While it shouldn’t have beaten Raging Bull to the Oscar, this is a great film in it’s own right. The fact that it beat possibly the best movie of the 80s full stop probably overshadows how good it is. It’s a beautiful and real feeling story of youth and love, as well as expectations and societal perspectives on things like depression and other abnormalities. Redford understands the stigmas and works to abolish them.
So....finally saw it. Went in really wanting to hate it since it beat one of the greatest films ever for an Oscar. But that ain't it's fault and it's a very affecting film. White people problems but I could relate...being a white person. Poor Mary Tyler Moore gets shit on. Think this is my favorite Sutherland role, he does ineffectual yuppie dad very well, yearning to connect with his son. And help him
You have to take the bad with the good. For years my Mom compared herself to Mary Tyler Moore. They do look similar. Then this movie came out and all 3 of her kids started hating on her including me, despite the fact that she's nothing like the character. You make the connection, you live with the consequences.
It attacks you very slowly but effectively. You will leave the theatre, go for pancakes, hang out with your pals and smoke 2,5 packs of cigarettes after dinner, and when you get home to your bed the film will still be beaming in your mind as strongly as it was when you left the theatre at 4pm. And you will talk about it. Again and again.
In the film's final moments, watch closely as Mary Tyler Moore's Beth ascends the staircase after being told by husband Calvin (Sutherland) how he's not even sure if he loves her anymore. Raw, Powerful, Emotional and Solid. Director Robert Redford has fashioned a true classic.
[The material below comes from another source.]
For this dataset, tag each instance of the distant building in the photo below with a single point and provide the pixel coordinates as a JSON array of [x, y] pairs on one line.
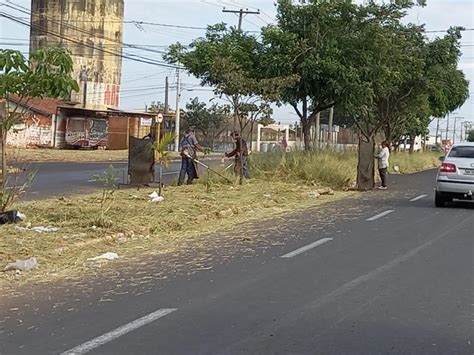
[[51, 123], [93, 32]]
Layer upon layer, Ordinary People, evolves like a mystery, scratching the surface scene after scene. By the end, the audiences are given the most brilliant character study in cinema's history. It's a film that understands people, its vicissitudes and the brutality of human emotions. It's not about finding good guys and bad guys. It's about showing that humans are complex creatures that not always make sense.
[SPOILER] Almost an update on "Catcher In The Rye" for a male generation more used to questioning the world they live in and confronting their emotional states, the film admirably resists the temptation to shift the focus from Conrad and onto his parents. The last shot of the film to me has echoes of Tarkovsky's "Solaris", with its father and son finding at least a modicum of comfort in letting their emotions speak.